The data can only be stored on the device for up to a month, so even once you’ve thrown it away it won’t last for long. The internal batteries will only provide enough power to record data over the seven days and even then, only enough battery to store the information for 28 days.

Just like standard fitness trackers however, the IH1 will record your sleep patterns, steps taken, calories burned and a variety of other data points that give you an idea what your day to day life is like at the end of that week. This information can be viewed on a PC or tablet and is designed to help individuals make smart changes for themselves, as well as to show medical professionals what their patients’ day to day lives are like.
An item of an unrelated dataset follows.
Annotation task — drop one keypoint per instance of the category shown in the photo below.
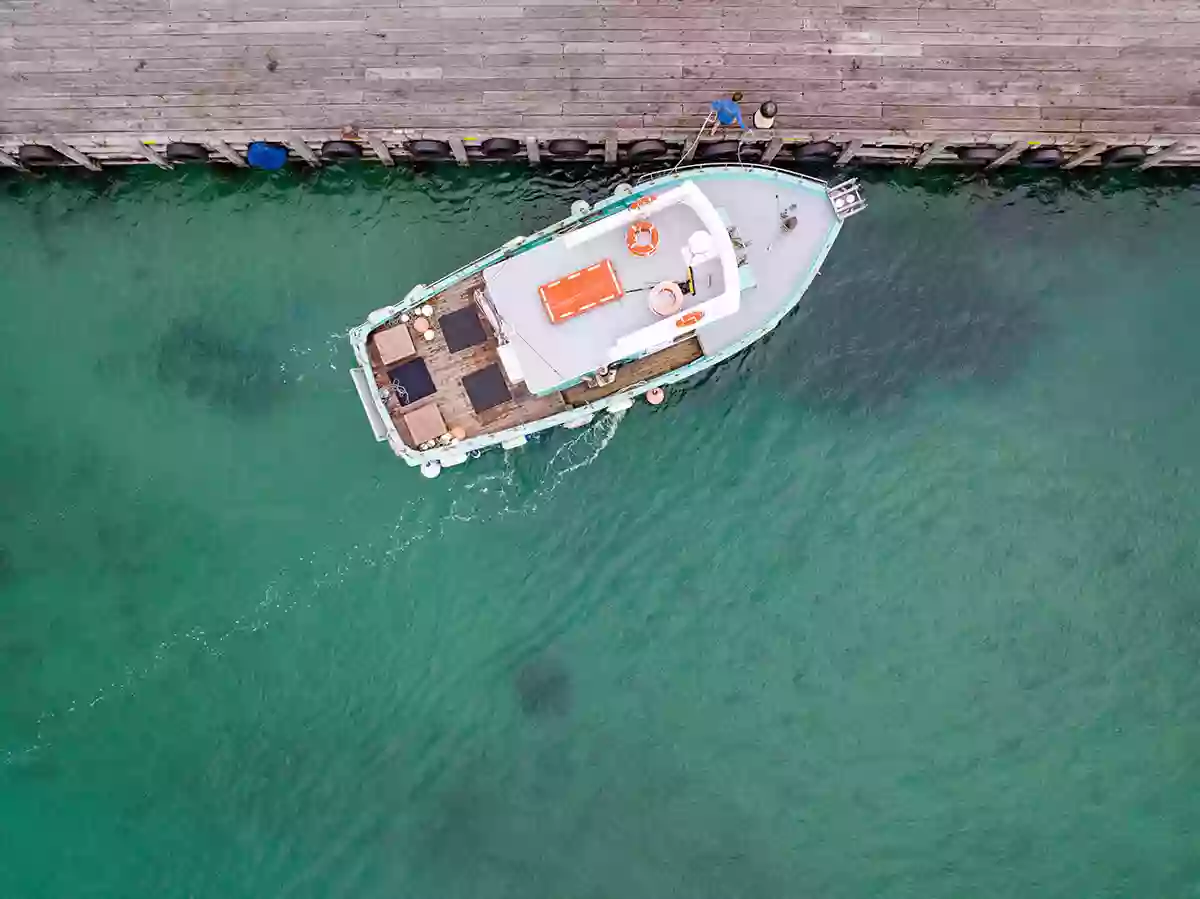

At the moment, you can’t buy a Metria IH1, as it’s still in talks with retailers around the world, but in the near future it will be made available internationally. No word yet on how much it will cost, but presumably it will be relatively cheap, in order to compete with the reuseable trackers out there.


The price, if not significantly lower than standard fitness trackers, will be a real problem. Likewise people might prefer to go for a tracker that lasts longer than a week, though statistics don’t suggest so.

Bottom line

Considering we know that many fitness trackers are only worn for a month or two after purchase before people become tired of them, Metria is tapping into a popular market with a disposable and presumably much cheaper alternative. If it can get it to market soon, it could be on to a winner.